Il suivit ensuite sa féline jusqu'à la berge tout en se faisant la réflexion qu'il préférait la magie de Sayah à la technologie étrange des Atlantes de la Basse-Ville... et en voyant la jeune femme se pencher afin de plonger sa planche dans l'eau, il faillit hurler pour la mettre en garde. La bouche à demi-ouverte sur sa terreur passagère – et muette – il dû faire un effort impensable pour réussir à remuer de nouveau et alla s'agenouiller à son tour près de l'eau. Une sueur légère perlait sur ses tempes encore humides après son bain, et il eut beaucoup de mal à avaler sa salive alors qu'il déballait son uniforme.
« Tu devrais me laisser commencer. Proposa-t-il avec douceur alors qu'il s'empressait d'immerger ses vêtements dans le lit du canal. Je vais le rincer le plus possible pour faire partir le plus gros. L'odeur a l'air de te rendre malade, laisse. Je vais m'en charger. »
Habitué à nettoyer ses vêtements à mains nues et un peu n'importe où depuis des années, la planche à laver fut pour lui un luxe très appréciable et il se mit aussitôt à l'œuvre avec un enthousiasme presque enragé. À vrai dire, s'il n'avait jamais été très à l'aise avec l'eau, son appréhension de cet élément avait pris des proportions déraisonnables depuis l'attaque de Drakmonniss... il s'en rendait compte à présent qu'il y était confronté, mis à part lorsque le liquide était circonscrit dans une baignoire ou une marre de boue, il en avait franchement peur à présent. Cependant, un homme effrayé n'étant pas vraiment un homme, il s'efforçait de surmonter le vertige insaisissable qui le gagnait en se vengeant sur sa lessive. Fort heureusement pour la femme encore présente et occupé à frotter un grand drap blanc, Ceithli avait eu la bonne idée de se placer un peu en aval, et ainsi l'eau rougie par le sang de la Teigne alla se perdre plus loin sans entacher le linge de leur voisine.

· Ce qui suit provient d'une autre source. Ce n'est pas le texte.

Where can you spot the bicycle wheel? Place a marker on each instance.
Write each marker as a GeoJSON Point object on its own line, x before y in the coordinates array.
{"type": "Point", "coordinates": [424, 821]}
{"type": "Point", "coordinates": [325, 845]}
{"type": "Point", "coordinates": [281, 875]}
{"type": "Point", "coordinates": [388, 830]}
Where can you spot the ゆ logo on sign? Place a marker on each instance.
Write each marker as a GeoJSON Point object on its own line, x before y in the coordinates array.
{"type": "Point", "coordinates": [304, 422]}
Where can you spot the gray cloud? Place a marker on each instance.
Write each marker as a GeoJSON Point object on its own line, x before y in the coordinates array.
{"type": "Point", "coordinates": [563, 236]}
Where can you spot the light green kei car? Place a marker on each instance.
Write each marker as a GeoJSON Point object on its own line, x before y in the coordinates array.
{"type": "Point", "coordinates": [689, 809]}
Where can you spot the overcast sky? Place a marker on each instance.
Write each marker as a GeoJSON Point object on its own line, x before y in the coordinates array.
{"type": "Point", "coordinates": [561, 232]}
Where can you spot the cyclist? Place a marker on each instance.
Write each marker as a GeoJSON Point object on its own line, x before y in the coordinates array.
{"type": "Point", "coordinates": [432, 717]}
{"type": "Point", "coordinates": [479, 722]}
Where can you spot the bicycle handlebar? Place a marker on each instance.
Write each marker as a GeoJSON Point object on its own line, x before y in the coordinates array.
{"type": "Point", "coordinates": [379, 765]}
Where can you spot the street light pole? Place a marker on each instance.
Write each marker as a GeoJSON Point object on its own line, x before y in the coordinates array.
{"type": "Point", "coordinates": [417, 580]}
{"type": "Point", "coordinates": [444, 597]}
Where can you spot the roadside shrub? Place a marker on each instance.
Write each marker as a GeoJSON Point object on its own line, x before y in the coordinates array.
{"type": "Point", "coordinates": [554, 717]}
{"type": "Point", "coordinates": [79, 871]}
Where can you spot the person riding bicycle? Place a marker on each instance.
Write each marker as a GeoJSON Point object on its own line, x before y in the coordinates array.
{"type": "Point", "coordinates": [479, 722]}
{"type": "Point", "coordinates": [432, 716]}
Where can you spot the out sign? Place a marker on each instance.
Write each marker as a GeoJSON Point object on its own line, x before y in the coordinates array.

« Il faudra peut-être creuser un puits près de notre maison si elle est isolée. Je nous vois mal faire l'aller-retour jusqu'au centre ville avec nos seaux d'eau. Surtout toi, pendant ta grossesse... »
Les mots lui avaient échappés, mais il était tellement concentré sur un moyen de détourner son esprit de ses angoisses qu'il ne faisait plus trop attention à ce qu'il disait.
« J'aurai bien aimé avoir une vache aussi. C'est un peu idiot mais je rêve d'en avoir une depuis que je suis petit. Tu sais les traire toi ? Oh, et des poules aussi, pour les œufs ! Ou un ragondindon, mais j'ai entendu dire que ça faisait des dégâts... Est-ce qu'on pourra voir un Orios aussi ? »
Il s'était redressé pour interroger la jeune femme du regard, se soustrayant de moitié à son calvaire. En fait, laisser libre court à ses idées farfelues le détendait un peu, même si ça le faisait passer pour un incorrigible gamin... qu'il était ! Mais ses sourcils se froncèrent sur un air inquiet en croisant le visage las de Ceithli.
« Toujours des nausées ? Je ne sens pas bon ? J'ai frotté pourtant... »
Joignant le geste à la parole, il se mit à renifler ses aisselles sous le regard médusé de leur voisine dont le drap était propre, mais qui s'amusait beaucoup en leur compagnie.